The point of all is that it is nothing wrong with reviewing the Four Principles. Please continue to do so. But please don't loose focus on aiming a better future or a positive change for the war-torn land and war-weary Karen people. But we should try our best not to hold personal grudges upon each other. If not, it will be counter-productive and fruitless. And I am not saying the Four Principles will end up like Marx's ideology or Sukarno's Five Principles as I said I personal don't know enough about it at the moment.

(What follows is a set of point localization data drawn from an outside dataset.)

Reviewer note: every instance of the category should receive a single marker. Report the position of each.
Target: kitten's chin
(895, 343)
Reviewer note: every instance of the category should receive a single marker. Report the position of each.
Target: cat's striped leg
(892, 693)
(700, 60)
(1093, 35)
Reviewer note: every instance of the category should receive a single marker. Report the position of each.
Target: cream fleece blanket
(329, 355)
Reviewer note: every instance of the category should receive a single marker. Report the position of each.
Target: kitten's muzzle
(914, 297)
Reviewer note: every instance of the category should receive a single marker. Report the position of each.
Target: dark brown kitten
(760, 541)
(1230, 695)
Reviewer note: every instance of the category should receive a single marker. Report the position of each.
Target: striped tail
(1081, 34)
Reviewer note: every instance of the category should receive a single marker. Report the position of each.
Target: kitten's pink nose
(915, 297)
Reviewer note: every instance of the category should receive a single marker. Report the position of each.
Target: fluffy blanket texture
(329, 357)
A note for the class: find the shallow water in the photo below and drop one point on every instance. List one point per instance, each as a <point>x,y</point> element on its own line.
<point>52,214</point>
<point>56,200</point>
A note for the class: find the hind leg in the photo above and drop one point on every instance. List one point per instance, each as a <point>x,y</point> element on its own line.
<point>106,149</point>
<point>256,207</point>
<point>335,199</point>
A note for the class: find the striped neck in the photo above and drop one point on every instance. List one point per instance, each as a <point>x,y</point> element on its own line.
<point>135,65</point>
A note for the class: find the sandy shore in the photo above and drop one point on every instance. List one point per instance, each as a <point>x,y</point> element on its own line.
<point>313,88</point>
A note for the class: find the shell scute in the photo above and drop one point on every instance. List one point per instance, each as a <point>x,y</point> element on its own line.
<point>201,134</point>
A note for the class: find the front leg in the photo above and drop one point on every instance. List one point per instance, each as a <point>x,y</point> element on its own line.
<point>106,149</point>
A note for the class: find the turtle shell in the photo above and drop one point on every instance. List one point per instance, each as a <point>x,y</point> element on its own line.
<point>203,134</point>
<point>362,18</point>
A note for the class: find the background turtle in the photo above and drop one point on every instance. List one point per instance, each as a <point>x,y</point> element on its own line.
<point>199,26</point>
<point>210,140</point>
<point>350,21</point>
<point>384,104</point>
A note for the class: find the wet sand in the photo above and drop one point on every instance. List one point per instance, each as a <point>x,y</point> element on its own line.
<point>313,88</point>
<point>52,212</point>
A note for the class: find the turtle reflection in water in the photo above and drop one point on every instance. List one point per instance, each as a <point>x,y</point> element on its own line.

In fact, those who think that critically reviewing the Four Principles isn't a good idea, I would encourage you to come up with a set of arguments and shed some lights on how the Karen can achieve their goals by subscribing and practicing the Four Principles or share an evaluation of how the Karen have achieved their goals so far by doing so. I personally cannot wait to hear what you all have to say and I believe everyone will be benefited from such an analysis.